HERE’S THE STORY as we pieced it together from several sources:

Father Valentine (possibly a bishop) was beheaded about 269 near Rome for publicly professing Christianity and for aiding persecuted Christians. While he was in prison, legend has it that he restored the sight of his jailer’s blind daughter.

On the eve of his death, he wrote a farewell note to the jailer’s daughter, and signed it, “From Your Valentine” valentines1


The good example of Fr. Valentine is still practiced today as we send valentines of love and appreciation to others. So the practice can continue as incarcerated men and women and their families send Valentine cards, notes, or letters to family members and others who have been kind in any way. These cards, etc. could also include someone who is hospitalized, in a nursing home, in the military, or anyone you know who might be lonely.

Just as Fr. Valentine was kind to his jail keeper’s daughter, we can be kind to the guards, administration staff, chaplains, and to other inmates and their families by our notes and words of appreciation. Fill your day with saying “Happy Valentine’s Day” to everyone.


Lord, you tell us that whatever we do to the least of your people, we do unto you. Help us to see you in the lives of those who are confined. Send us your Spirit to give us the creativity, courage and love we need to be your Valentine of Love for others.

– An Institute of Peace and Justice Prayer


Valentine’s Day represents the epitome of romantic love. With the twang of the Cupid’s bow and the flight of his arrow, the ecstasy of the experience most people call love is ignited. “Up, Up and Away!” “Cloud Nine” – and all that.

But maybe Valentine’s Day is more a celebration of what love is not. We remember how the Marriage Encounter principle of LOVE IS A DECISION had a profound affect on us.

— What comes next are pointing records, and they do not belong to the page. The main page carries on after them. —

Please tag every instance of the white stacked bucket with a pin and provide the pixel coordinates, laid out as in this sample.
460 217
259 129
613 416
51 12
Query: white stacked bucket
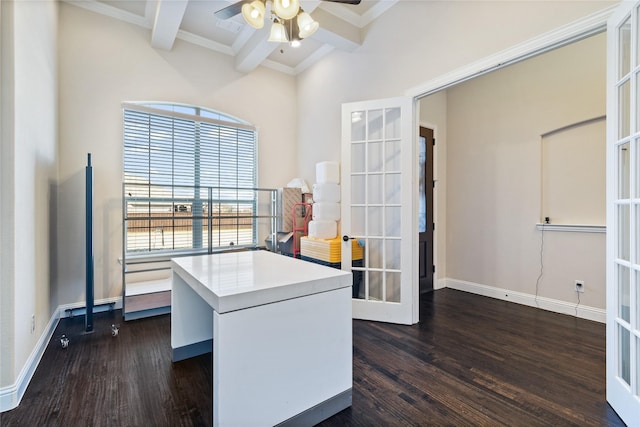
326 201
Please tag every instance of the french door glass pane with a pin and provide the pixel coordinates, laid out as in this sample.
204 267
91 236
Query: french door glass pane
357 221
358 126
374 189
393 122
358 189
374 157
375 254
637 38
637 325
374 221
637 99
375 285
625 48
637 393
624 109
376 125
393 221
392 156
357 158
624 167
637 260
624 356
624 294
624 237
637 163
393 287
392 254
392 189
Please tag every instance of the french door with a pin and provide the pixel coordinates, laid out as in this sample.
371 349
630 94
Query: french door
378 215
623 212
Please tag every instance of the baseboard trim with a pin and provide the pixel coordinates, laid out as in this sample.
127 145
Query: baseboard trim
10 396
549 304
79 308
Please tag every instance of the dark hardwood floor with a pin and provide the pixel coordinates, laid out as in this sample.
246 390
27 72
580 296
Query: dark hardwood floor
470 361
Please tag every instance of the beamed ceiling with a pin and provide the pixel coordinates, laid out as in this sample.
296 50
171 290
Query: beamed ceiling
341 27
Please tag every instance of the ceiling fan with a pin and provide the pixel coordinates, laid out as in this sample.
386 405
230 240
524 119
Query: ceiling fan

We hadn’t thought about it before. Love, a decision, a day-by-day decision lived out in acts of love. It puts meaning into the continued sense of oneness through experiences that would be so out of context on a Valentine card.

Love is a decision and the little ways in which we say “I do” to our marriage every day to keep that decision active and growing are not always acts that are fun or ecstatic.

The Father’s decision to love us and to send His Son to redeem us was a painful act of love. Jesus’ decision in Gethsemane to die the torturous death on the cross was far from an ecstatic, joyful act. And this was the model the Apostle Paul uses to explain Christian marriage; the relationship between Christ and the Church.

We learn from Marriage Encounter that feelings are neither right nor wrong, but the important thing is how we act on those feelings. Sentimental Valentines, flowers and romantic songs may express our feelings, but the everyday decisions to do the acts of love – the marriage bonders – are what keep our marriages growing and alive.